I'm going to be brief with this segment and then skip until the next post (as we're getting long today.) I gave this one an honest try also. 

This topic is not rich in data. Although there were 119 claimed incidents that I was able to dig out and log (the blog posts on the four main entries are from 2015, with two earlier ones from 2011 and 2013, and a scatter of comment inter alia), the quality of those reports was nowhere near that of the sea serpent or lake monster narratives. As usual, no legitimate carcass cases --- I am sort of relieved about that given "who" we're talking about here. More sadly, in my opinion VERY poor credibility in the narratives or very poor detail. I've forgotten the 19th century folklore collector who I'm about to quote, but he, operating along the western shores of Britain said: you can get a tale about mermaids almost anywhere, and none of them is like another. I am not sure that I'd go that far, but there are very few close encounters which are also attested to by credible reporters, and whose story has some reasonable second party to report and attest to anything about the case. 

I can say to you that if you want to make money, mermaids are probably the way to go --- the relevant posts have created more old consistent traffic here than any other topic. People like mermaids whether they ever existed or not. For me, maybe they exist, but if so are with absolute certainty paranormal --- the impossible evolutionary biology gets you that conclusion without going any further. (This is not the "land half joined to a water half", it's that the joining halves bear no physical sign of any historical relationship to one another.) 
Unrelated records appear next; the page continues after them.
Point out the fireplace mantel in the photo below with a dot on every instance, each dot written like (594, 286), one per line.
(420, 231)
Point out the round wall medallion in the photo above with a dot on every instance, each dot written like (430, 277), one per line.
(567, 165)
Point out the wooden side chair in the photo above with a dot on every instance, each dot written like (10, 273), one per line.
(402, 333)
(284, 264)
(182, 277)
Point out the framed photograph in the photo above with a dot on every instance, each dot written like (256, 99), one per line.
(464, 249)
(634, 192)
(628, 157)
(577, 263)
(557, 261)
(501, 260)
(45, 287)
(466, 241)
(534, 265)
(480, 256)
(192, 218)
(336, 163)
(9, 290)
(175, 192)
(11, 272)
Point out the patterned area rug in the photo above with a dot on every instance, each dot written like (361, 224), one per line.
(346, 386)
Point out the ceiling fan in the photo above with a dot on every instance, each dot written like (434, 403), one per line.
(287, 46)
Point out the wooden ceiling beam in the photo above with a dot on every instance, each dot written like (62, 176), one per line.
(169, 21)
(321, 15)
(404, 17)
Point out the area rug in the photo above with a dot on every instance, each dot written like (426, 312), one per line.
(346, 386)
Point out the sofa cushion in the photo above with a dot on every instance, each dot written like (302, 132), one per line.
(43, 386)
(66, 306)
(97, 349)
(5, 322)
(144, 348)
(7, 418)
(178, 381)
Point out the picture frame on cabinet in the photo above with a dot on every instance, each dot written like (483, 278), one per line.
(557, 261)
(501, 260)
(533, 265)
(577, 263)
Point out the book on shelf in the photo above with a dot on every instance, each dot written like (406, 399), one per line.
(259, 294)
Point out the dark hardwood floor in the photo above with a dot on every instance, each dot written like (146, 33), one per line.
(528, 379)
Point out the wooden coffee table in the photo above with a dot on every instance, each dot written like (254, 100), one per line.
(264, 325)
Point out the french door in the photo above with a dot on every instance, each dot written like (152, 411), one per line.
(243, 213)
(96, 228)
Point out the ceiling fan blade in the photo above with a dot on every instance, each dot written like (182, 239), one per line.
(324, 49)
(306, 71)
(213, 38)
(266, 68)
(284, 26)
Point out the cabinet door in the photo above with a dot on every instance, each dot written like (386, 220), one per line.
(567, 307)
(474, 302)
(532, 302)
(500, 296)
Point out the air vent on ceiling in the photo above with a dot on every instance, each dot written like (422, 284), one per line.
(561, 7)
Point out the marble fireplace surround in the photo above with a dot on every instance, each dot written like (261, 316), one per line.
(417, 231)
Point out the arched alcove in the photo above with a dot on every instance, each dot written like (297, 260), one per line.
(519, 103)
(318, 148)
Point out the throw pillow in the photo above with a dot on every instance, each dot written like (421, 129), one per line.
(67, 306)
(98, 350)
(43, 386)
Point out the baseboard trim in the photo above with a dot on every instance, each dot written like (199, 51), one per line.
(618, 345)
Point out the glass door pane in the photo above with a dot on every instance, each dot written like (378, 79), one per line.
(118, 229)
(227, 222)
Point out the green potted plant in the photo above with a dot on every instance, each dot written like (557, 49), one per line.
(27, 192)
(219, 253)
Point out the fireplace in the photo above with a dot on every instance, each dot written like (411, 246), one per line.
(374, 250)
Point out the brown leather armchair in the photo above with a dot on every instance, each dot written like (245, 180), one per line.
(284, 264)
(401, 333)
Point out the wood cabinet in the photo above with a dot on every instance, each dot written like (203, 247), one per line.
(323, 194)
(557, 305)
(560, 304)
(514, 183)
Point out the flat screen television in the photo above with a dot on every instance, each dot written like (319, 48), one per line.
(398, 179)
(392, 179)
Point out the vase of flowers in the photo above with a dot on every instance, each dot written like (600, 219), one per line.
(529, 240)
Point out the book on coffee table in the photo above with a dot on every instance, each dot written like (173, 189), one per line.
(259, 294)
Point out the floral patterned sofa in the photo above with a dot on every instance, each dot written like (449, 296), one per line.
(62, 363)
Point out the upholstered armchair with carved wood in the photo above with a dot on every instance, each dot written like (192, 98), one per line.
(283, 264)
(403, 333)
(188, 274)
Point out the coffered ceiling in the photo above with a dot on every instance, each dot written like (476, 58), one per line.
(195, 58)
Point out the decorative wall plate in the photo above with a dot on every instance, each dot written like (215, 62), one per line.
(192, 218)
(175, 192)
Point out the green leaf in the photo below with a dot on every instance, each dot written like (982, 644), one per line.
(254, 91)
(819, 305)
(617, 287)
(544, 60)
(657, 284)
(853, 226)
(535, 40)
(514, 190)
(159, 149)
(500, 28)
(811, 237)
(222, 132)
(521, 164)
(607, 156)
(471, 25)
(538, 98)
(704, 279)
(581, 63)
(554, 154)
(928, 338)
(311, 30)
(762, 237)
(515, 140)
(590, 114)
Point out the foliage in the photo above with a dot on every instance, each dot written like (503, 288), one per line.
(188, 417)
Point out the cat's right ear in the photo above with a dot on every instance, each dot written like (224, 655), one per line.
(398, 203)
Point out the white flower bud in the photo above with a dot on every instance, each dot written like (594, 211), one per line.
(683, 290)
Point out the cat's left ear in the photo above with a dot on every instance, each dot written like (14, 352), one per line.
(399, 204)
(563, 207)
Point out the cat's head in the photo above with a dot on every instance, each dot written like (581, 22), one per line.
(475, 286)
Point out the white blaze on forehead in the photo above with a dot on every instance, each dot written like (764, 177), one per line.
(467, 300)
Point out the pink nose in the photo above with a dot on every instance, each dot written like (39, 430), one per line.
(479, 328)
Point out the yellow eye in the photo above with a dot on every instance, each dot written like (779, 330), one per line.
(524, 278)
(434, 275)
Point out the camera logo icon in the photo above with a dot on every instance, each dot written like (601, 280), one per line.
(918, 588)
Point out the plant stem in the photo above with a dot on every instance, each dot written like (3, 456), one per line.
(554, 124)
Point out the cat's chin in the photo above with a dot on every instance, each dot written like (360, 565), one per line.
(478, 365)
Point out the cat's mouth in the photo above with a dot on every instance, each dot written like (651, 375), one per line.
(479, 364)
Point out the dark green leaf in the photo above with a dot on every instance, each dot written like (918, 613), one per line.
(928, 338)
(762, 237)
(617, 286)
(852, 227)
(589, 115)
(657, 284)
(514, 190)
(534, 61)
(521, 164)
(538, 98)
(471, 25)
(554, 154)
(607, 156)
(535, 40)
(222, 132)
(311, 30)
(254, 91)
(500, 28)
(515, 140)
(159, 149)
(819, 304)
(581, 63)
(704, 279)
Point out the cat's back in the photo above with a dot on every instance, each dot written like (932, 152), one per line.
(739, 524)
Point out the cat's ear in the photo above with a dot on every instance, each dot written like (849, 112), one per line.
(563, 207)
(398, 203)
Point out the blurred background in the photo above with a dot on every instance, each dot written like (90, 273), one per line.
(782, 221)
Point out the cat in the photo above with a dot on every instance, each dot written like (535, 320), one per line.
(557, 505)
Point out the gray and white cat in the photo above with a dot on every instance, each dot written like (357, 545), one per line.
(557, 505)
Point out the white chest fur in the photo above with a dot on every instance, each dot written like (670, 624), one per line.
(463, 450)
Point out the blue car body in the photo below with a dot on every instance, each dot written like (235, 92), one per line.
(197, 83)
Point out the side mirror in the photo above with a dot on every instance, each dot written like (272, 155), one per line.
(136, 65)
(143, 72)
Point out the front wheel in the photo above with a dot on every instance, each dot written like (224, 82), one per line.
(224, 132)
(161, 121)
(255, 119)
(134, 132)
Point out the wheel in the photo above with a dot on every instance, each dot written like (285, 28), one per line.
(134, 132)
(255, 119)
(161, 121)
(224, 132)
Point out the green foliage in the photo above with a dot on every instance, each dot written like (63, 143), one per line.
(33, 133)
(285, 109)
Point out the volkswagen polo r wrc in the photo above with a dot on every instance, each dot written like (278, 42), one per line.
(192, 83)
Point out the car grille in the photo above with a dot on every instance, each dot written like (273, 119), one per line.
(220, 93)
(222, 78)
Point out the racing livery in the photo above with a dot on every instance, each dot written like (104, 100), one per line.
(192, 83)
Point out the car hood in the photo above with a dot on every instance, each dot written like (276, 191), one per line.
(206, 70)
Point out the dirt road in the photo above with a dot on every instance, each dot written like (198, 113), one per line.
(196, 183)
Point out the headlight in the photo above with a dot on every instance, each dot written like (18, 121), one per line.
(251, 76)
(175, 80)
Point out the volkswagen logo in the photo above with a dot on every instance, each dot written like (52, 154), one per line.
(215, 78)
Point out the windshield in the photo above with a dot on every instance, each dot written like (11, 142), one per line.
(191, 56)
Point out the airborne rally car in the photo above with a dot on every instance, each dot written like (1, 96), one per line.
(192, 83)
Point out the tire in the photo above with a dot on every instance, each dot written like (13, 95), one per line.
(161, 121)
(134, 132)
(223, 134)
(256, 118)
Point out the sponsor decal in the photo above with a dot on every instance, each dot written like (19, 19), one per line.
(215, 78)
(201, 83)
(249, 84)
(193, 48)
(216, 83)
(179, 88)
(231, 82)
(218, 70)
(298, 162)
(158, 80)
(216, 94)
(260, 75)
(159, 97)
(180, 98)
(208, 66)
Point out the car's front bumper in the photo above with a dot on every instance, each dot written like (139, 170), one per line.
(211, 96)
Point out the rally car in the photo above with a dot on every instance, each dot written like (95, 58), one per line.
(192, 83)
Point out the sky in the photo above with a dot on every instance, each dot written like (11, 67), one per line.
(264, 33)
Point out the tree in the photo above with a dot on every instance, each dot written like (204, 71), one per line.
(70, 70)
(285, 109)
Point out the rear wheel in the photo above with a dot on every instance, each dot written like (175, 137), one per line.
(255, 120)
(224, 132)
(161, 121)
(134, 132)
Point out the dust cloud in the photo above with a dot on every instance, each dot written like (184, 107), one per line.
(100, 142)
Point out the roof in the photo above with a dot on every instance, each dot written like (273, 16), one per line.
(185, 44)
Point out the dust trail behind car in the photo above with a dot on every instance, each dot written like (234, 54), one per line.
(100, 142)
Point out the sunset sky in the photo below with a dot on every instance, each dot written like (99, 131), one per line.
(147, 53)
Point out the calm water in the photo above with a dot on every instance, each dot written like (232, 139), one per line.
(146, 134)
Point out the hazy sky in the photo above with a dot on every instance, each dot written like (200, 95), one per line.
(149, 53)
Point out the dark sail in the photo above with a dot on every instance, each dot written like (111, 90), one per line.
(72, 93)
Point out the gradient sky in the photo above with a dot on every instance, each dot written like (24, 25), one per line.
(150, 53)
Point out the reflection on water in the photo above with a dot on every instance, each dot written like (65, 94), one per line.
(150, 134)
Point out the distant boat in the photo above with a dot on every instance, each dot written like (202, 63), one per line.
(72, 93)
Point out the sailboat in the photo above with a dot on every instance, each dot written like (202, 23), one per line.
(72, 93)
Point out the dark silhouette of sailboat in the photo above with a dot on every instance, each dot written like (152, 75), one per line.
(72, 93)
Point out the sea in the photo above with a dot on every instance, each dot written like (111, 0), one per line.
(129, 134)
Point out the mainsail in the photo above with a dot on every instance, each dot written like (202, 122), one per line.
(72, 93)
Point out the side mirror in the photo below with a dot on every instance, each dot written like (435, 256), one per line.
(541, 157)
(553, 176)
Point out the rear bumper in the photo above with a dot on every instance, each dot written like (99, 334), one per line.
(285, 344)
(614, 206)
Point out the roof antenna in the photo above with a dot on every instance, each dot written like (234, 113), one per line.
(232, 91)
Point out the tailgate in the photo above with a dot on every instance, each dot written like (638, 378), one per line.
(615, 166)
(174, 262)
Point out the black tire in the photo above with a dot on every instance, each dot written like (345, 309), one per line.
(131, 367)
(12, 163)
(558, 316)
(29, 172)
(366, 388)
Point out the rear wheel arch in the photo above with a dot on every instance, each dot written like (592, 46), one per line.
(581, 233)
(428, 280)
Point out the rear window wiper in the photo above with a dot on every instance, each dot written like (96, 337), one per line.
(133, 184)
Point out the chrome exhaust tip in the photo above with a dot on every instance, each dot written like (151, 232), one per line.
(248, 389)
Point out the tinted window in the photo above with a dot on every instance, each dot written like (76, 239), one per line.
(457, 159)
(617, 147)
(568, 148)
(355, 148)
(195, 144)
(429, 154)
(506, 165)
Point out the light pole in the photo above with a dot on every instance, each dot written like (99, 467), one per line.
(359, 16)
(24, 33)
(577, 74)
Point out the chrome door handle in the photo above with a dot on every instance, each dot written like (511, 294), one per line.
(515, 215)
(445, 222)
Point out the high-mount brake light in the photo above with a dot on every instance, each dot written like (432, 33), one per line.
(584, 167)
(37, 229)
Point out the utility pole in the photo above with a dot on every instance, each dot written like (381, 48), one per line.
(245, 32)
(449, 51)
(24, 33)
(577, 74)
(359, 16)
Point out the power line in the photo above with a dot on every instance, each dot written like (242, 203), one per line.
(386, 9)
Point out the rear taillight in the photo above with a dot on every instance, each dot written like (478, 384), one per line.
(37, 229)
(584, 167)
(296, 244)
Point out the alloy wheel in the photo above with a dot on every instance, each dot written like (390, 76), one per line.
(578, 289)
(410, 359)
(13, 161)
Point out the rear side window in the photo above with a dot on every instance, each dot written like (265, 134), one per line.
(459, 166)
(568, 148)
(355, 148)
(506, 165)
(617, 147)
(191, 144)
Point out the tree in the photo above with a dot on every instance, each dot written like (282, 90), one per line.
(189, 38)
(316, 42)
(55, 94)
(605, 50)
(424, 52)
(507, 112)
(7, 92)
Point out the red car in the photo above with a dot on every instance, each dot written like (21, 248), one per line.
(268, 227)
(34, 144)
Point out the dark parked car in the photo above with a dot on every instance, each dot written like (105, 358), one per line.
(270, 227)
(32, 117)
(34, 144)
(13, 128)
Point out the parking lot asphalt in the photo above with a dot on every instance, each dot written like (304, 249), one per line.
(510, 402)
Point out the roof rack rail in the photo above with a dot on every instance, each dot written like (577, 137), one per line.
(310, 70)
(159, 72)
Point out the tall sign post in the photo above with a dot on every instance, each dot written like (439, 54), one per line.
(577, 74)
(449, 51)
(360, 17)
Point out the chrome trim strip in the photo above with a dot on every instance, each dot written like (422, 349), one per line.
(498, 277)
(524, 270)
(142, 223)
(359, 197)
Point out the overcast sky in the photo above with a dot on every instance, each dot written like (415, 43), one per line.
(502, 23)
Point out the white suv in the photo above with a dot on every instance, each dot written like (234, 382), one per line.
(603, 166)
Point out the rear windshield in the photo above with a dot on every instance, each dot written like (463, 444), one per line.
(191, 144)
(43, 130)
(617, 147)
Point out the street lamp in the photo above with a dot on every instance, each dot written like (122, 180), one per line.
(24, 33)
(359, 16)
So, for the water entities: 

A. Giant Squid and maybe Giant Octopi? Yeh sure, put them in the bio-texts.
B. Ocean and Lake Orms? Nope. Over-sized "kelpies" it is.
C. Merpeople? I have no clue. For hypothetical consistency, I'd rather go with anthropomorphic Naiads for candidates for Faery denizens but I have essentially zero encounter claims for those. 

What about "Hairy wildmen"? What about Saurians or Too-Big Flyers ... and What All? 

I'll try a bit more next time. This is the 50th consecutive post on my exploration of this Faery topic. Although I'm still "in the Woods", I at least can claim to have earned my foggy opinions.

... and a sudden fog came down, and there ahead was a lantern light beckoning. Should we follow? ..........  off in the distance, the sounds of children giggling.